Applies To:
Show Versions
BIG-IP ASM
- 15.0.1, 15.0.0, 14.1.2, 14.1.0
Updating Attack and Bot Signatures
Overview: Updating the signature pools
The system includes an attack signature pool and a bot signature pool. These pools include the system-supplied attack signatures and bot signatures, which are shipped with the Application Security Manager, and any user-defined signatures. You can update both pools using the Live Update feature.
F5 develops new signatures to recognize the latest attacks and bots, and you can schedule periodic security updates to the signature pools, or perform manual updates.

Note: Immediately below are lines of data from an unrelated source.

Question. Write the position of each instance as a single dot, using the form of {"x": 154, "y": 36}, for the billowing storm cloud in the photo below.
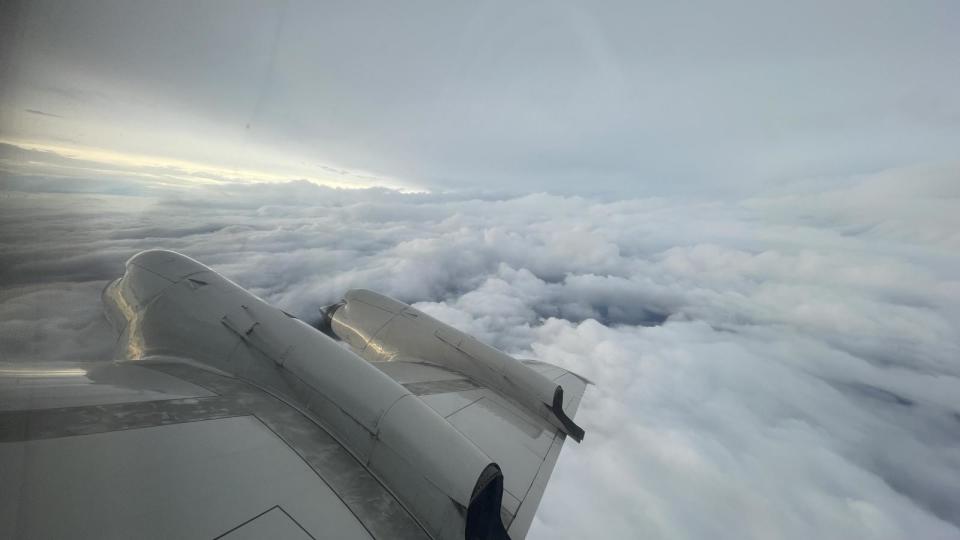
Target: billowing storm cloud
{"x": 781, "y": 366}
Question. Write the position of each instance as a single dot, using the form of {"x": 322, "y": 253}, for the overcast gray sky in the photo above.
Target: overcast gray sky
{"x": 633, "y": 97}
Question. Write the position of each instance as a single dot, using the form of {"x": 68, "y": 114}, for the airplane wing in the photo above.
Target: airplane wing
{"x": 224, "y": 417}
{"x": 517, "y": 412}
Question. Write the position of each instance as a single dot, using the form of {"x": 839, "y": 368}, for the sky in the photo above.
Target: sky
{"x": 740, "y": 220}
{"x": 636, "y": 98}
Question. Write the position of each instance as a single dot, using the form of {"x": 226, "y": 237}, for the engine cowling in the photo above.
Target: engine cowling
{"x": 380, "y": 328}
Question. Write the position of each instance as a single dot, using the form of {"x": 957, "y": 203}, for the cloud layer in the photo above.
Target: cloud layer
{"x": 776, "y": 367}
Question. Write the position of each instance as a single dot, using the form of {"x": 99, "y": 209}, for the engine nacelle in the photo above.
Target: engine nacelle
{"x": 380, "y": 328}
{"x": 169, "y": 307}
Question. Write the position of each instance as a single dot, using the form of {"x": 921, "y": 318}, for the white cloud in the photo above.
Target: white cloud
{"x": 781, "y": 367}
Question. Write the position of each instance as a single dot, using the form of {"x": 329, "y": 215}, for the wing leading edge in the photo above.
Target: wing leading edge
{"x": 218, "y": 403}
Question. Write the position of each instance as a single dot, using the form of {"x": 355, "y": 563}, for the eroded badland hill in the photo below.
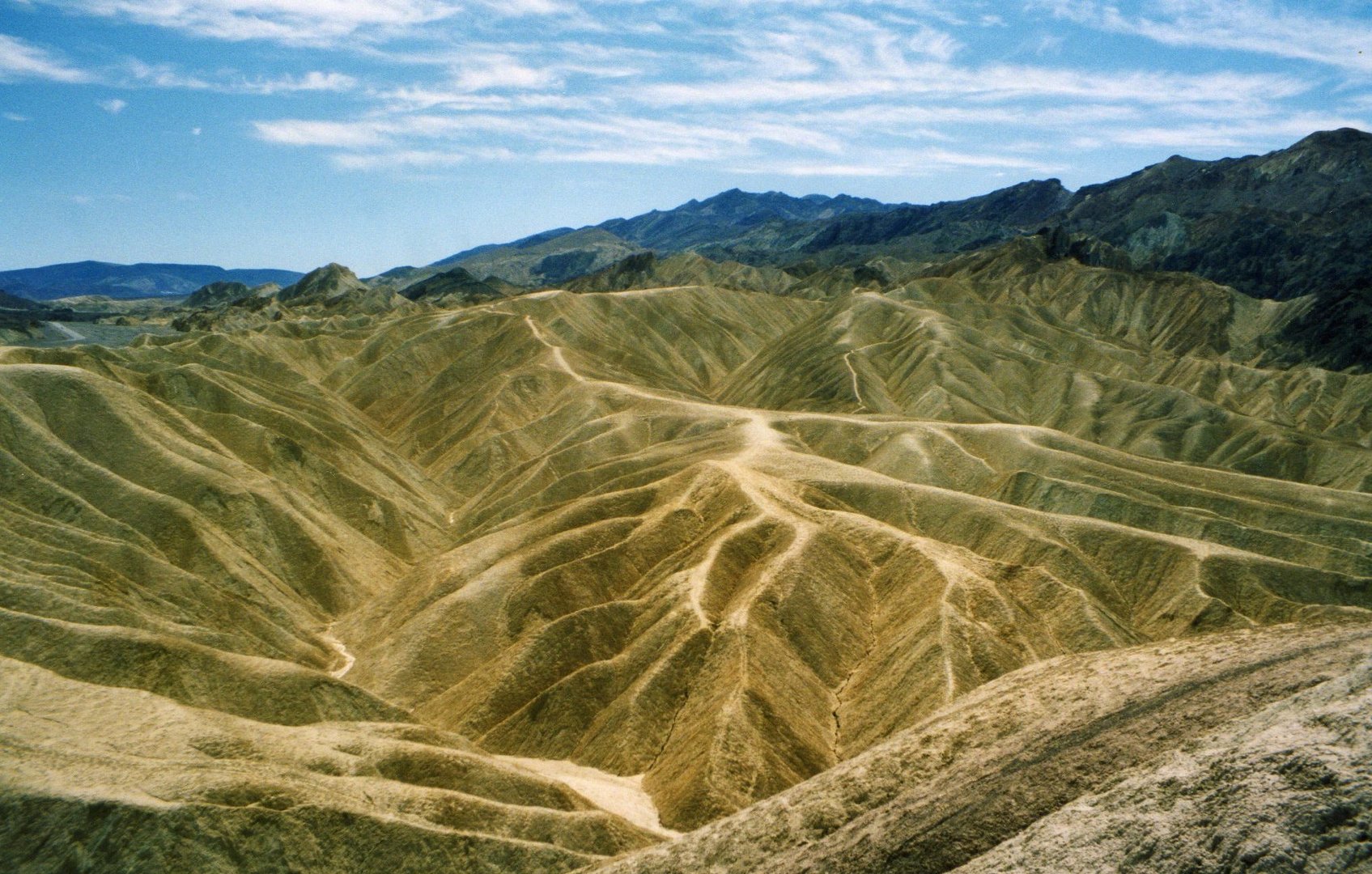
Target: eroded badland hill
{"x": 1018, "y": 558}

You can also have the system send you an email when a security update is available.
Updating signatures
For additional information regarding licensing requirements, allowing signature file updates through a firewall, and configuring signature file updates through an HTTPS proxy, refer to Solution 8217 in the AskF5 knowledge base (https://support.f5.com/).
| Update | Description |
|---|---|
| Disabled | You must check for and manually select and install any available updates. |
| Real Time | Updates are installed as they become available. |
| Scheduled | You can specify the times of day and week to install available updates. |
After the update, the system places newly added and updated signatures in staging if they are specified in one or more security policies (for security policies with the staging feature enabled).
ASM records details about each signature update file, including added, modified and deleted entities, and displays this information on the Installation Details window. Select a file to view these details. On AskF5 you can review the Readme file that pertains to the update. AskF5 also contains an article, Managing BIG-IP ASM Live Updates (14.1.x) with more details.